Reviewed by ReinaMissy 8 / 10

What is Truth?

The infamous words spoken by Pilate to Jesus of Nazareth come to mind when one ponders the life of John Edgar Hoover. Was he a genius or a tyrant? A patriot or a dictator? A cross dresser or an uptight man with no sex life? Nobody knows for certain, and director Clint Eastwood does not offer a definitive answer to any of these questions, which is exactly as it should be. Life is rarely cut-and-dried, but moviegoers seem to have forgotten that fact in the face of media that state speculation as fact on a regular basis.

I find it not only surprising, but distressing, that a major criticism from those critics who panned the film is the lack of closure on Hoover's private life. Unless they are truly obtuse, they must realize that no film could possibly do such a thing, since his files were destroyed at his own bidding. All is speculation, and a fine speculation it is. Leonardo DiCaprio is superb (as usual) in the title role, never revealing more cards then he chooses to at any given moment. He receives fine support from Armie Hammer as Clyde Tolson, Hoover's Second in Command/Rumored Lover, and Naomi Watts as his endlessly loyal private secretary Helen Gandy. At a time when "red fever" ran high, Hoover's relentlessly tightening control on government investigations is shown in flashbacks that only underscore how supreme power can corrupt even the noblest of intentions.

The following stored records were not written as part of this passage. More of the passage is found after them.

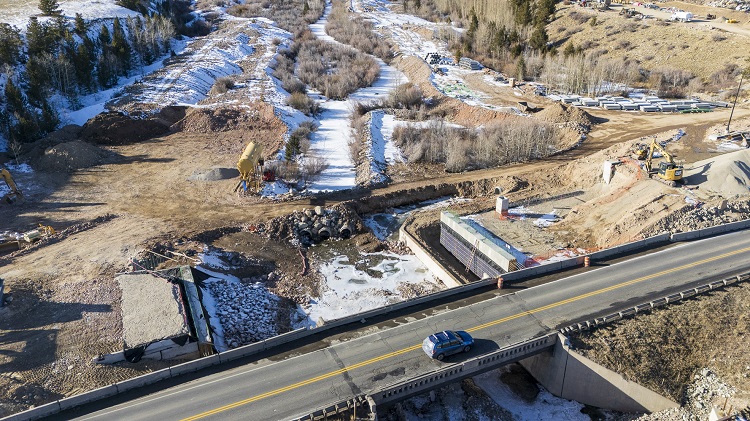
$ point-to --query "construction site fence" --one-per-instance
(248, 350)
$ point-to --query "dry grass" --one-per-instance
(357, 32)
(664, 349)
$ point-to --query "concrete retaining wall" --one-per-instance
(571, 376)
(426, 258)
(483, 246)
(438, 378)
(67, 403)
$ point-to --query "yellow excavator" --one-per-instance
(15, 195)
(249, 165)
(668, 171)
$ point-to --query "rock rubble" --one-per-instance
(247, 312)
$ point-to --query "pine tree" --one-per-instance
(84, 66)
(49, 7)
(10, 44)
(120, 46)
(80, 25)
(104, 37)
(538, 40)
(37, 38)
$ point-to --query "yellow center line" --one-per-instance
(473, 329)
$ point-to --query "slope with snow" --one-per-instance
(331, 140)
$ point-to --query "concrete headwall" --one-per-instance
(570, 375)
(484, 247)
(426, 258)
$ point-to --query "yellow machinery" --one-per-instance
(15, 195)
(250, 165)
(14, 241)
(668, 170)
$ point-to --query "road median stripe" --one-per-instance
(474, 329)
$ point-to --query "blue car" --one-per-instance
(445, 343)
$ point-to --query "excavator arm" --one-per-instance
(668, 171)
(15, 194)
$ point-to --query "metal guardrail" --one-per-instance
(405, 389)
(659, 302)
(73, 401)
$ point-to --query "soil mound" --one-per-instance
(71, 156)
(202, 120)
(65, 134)
(215, 174)
(559, 113)
(115, 128)
(727, 175)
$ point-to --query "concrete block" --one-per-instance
(91, 396)
(143, 380)
(40, 411)
(288, 337)
(661, 238)
(192, 366)
(186, 351)
(241, 352)
(685, 236)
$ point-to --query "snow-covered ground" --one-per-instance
(347, 290)
(18, 12)
(331, 140)
(14, 170)
(403, 30)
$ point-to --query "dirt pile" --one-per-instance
(232, 129)
(565, 114)
(215, 174)
(75, 155)
(725, 175)
(203, 120)
(115, 128)
(693, 217)
(314, 225)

In the end, the film answers none of the questions that seem so important to the very critics that disliked it, but in my humble opinion, a well made film is one that inspires debate or discussion rather than simply hand down a definitive 'this is the way it was' with an imperious gavel. With "J Edgar", Eastwood and his cast have succeeded well.

Reviewed by qq107 8 / 10

Great but not without its flaws

Just got back from a screening in Vancouver~ Thanks to Clint Eastwood, it was almost free (only one dollar per ticket) I will try to keep my review spoiler-free~

Personally, I thought it was a great film. Not exceptional in anyway, but still great. The tone reminds me a bit of Changeling. Makes sense since the stories are from the same period. I have to say, with Eastwood, Leonardo DiCaprio and Dustin Lance Black all on board, I was kind of expecting something a bit more than this.

I thought the weakest link was the script. It was interesting, but flawed. Also, the story was not very intriguing. Having watched Milk (also written by Black) and really liked how the story unfolded, I was expecting a great story about how J. Edgar Hoover rose to power and how he gradually transformed into the monster he became in the end. But instead, the story was told by shifting back and forth in time countless times, which at some point made me feel emotionally detached from the story and the characters. The bad bad makeup (I guess we can all agree on that~) was also very distracting. The elderly characters looked like wax figures to me.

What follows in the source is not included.